Cross-posted at Bitch Magazine and APA for Progress.


  1. You bring up an interesting point with regards to feminism. But there are those who are in the center of what you called the "bulls eye" who would also want their issues addressed and wouldn't want them ignored because you (or another group of feminists) declared these issues as "not urgent enough" to be addressed.

    But to your main point, I have an issue with labels in general - for the point you raise. Too often, a person can say they are 'liberal' or 'conservative', 'republican' or 'democrat', 'racist' or 'not racist' based solely on how they define that label. And as long as people are allowed to subjectively define what each of these terms means, then will continue to have the same type of confusion on who fits what label.

  2. Brilliant!

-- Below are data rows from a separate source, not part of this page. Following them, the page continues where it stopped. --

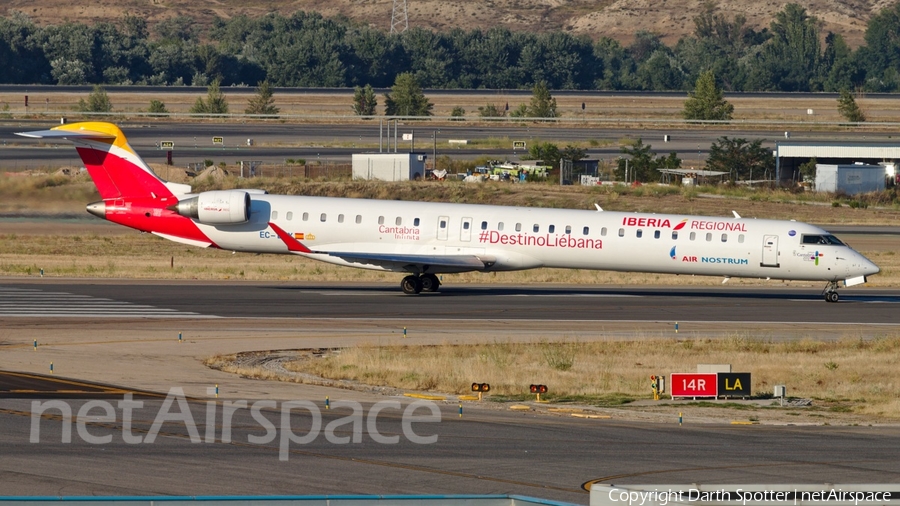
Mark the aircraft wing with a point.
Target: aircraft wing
(399, 259)
(390, 260)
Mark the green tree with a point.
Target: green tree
(364, 101)
(215, 102)
(491, 111)
(543, 105)
(548, 153)
(881, 54)
(707, 102)
(848, 108)
(808, 170)
(406, 98)
(519, 112)
(98, 101)
(573, 153)
(639, 163)
(740, 159)
(158, 108)
(791, 60)
(262, 102)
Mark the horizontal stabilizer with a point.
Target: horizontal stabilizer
(66, 134)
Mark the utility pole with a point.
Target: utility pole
(399, 17)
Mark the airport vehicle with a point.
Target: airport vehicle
(424, 240)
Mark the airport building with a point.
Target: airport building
(789, 156)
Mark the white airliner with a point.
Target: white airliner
(425, 239)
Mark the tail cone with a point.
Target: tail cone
(98, 209)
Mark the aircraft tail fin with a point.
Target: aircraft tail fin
(114, 166)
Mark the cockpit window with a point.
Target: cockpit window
(822, 239)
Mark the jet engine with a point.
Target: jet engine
(228, 207)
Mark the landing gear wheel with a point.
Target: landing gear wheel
(430, 282)
(411, 285)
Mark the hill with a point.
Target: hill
(618, 19)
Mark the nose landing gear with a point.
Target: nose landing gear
(830, 292)
(413, 284)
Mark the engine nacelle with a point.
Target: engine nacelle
(225, 207)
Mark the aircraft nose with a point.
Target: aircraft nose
(870, 268)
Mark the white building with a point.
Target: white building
(389, 166)
(850, 178)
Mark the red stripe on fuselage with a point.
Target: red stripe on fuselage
(151, 215)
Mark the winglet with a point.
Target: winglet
(289, 241)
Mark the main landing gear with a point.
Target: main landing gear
(830, 292)
(413, 284)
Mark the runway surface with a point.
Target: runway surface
(123, 334)
(136, 299)
(484, 451)
(275, 143)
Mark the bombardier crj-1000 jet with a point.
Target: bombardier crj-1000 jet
(425, 239)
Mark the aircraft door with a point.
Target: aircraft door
(770, 251)
(443, 227)
(465, 230)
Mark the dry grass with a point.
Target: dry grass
(851, 374)
(143, 256)
(599, 110)
(91, 248)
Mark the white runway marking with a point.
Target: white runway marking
(33, 303)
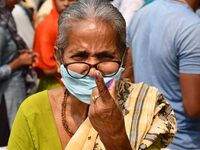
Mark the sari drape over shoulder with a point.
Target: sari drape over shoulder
(149, 120)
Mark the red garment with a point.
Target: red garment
(45, 37)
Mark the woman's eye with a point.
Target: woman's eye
(80, 56)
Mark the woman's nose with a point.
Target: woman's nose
(92, 70)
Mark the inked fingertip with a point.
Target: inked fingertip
(110, 83)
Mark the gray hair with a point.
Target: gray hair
(91, 9)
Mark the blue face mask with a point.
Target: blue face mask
(82, 88)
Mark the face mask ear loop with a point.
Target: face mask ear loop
(59, 56)
(123, 57)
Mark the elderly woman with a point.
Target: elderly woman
(95, 109)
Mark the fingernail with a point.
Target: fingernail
(97, 73)
(109, 84)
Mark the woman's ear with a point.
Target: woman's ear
(57, 58)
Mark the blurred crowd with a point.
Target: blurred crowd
(27, 64)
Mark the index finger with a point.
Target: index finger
(101, 86)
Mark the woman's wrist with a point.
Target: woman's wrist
(118, 141)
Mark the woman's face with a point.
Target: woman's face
(10, 4)
(92, 42)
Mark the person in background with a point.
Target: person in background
(14, 58)
(95, 109)
(45, 38)
(23, 15)
(164, 37)
(43, 11)
(128, 8)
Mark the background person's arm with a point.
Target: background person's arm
(190, 86)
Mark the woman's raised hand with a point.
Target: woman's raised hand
(106, 116)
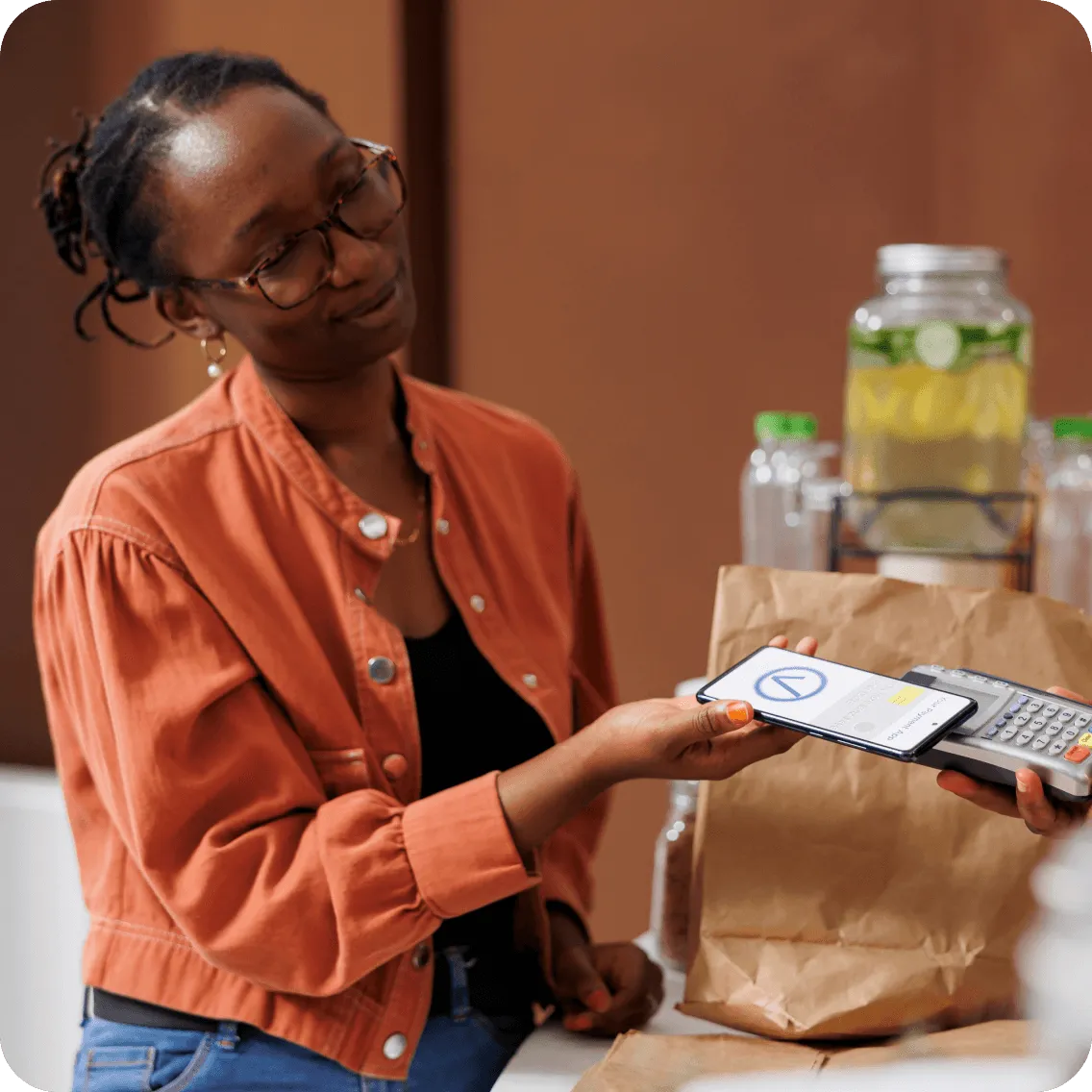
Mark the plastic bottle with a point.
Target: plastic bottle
(672, 876)
(772, 510)
(1065, 530)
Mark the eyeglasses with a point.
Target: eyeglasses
(304, 262)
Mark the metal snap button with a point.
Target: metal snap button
(374, 527)
(395, 765)
(382, 669)
(394, 1046)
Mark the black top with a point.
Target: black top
(472, 723)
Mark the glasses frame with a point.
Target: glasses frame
(250, 281)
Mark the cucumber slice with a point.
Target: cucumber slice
(938, 344)
(1024, 347)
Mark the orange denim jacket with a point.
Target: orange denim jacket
(243, 797)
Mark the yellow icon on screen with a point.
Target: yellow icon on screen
(906, 696)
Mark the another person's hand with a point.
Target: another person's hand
(680, 738)
(1029, 802)
(602, 989)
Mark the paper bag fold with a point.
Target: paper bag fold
(843, 893)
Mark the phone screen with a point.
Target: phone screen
(841, 701)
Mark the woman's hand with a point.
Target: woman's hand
(682, 739)
(1029, 802)
(673, 738)
(602, 989)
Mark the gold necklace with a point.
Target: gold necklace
(416, 531)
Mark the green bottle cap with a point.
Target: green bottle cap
(777, 425)
(1073, 428)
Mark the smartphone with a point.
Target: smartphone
(843, 705)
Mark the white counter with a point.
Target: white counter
(554, 1059)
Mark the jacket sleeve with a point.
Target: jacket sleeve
(218, 803)
(566, 858)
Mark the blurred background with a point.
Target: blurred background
(641, 223)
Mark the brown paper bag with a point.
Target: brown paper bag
(843, 893)
(639, 1062)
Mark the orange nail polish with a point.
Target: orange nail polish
(740, 713)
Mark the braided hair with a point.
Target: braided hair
(91, 190)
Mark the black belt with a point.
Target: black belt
(128, 1010)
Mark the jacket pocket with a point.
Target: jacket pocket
(340, 771)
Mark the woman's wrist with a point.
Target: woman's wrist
(545, 793)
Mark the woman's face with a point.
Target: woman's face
(233, 185)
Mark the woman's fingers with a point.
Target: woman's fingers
(1035, 809)
(989, 797)
(807, 647)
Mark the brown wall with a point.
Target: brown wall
(664, 216)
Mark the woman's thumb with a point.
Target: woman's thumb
(584, 982)
(717, 717)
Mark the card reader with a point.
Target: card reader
(1016, 728)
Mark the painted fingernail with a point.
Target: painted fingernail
(740, 713)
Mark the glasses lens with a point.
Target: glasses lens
(374, 203)
(297, 273)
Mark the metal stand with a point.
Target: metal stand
(1012, 514)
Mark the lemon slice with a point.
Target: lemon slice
(937, 344)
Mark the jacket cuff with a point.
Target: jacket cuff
(460, 850)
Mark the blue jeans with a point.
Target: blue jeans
(464, 1052)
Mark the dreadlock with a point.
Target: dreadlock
(91, 191)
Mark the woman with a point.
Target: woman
(315, 649)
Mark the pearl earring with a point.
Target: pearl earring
(214, 361)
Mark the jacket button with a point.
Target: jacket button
(395, 765)
(382, 669)
(374, 527)
(394, 1046)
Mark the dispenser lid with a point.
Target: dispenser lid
(921, 259)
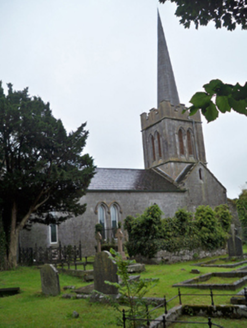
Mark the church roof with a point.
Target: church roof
(185, 173)
(107, 179)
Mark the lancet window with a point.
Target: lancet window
(181, 142)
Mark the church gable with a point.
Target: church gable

I think those metaphors were perfect.

  3. Okay, so I'm cross-posting here and on Bitch's blog. Is that bad?

    There is a lot of effort being put into this "feminism is for everybody" sentiment (if you support equal pay then you're a feminist. if you support sex education then you're a feminist. i picture a little feminist fairy running around with a sparkly wand bopping people on the head and magically re-identifying them.), and while this idea certainly can increase the number of people who identify as feminists, increased numbers does not always lead to an increased amount of progressive (dare I say radical) social change. I think that the past 30 or so years shows that it simply creates a 'movement' (can we even call feminism a movement anymore?) that consistently loses more and more of the teeth that it may have one had. By definition, for something to be radical it must depart from what is usual or traditional, and this particular brand of feminism (the one where everyone is included) has the tendency to only reinforce the norm, to the point where I have to consider jumping out of this ship because the world that I experience is not one that I want to conform to, and I'm not trying to be mistaken for "that kind" of feminist. And the reason why I keep my seat is because I agree with Lisa that there are many different feminisms, and I struggle with so many others for recognition of the kind of feminism that I subscribe to, the kind that no one would ever mistake for mainstream because it's nowhere near the status quo, challenging it and "that kind" of feminism day by day, while also trying to remember that we don't all need to be on the same page or use the same pen in order to rewrite the book.

  4. Thank you for the well-written and brilliantly thought-out post.

  5. Wonderful post, Sudy. I've always seen feminism as disobedient and subversive at heart, and mainstreaming tones this down, as Mandy V points out. I definitely agree with you about the marginalization as well. The focus on the bull's eye elides the interconnections of gender inequality with the other salient factors that you listed, as well as with allied social justice movements. Salamat for this.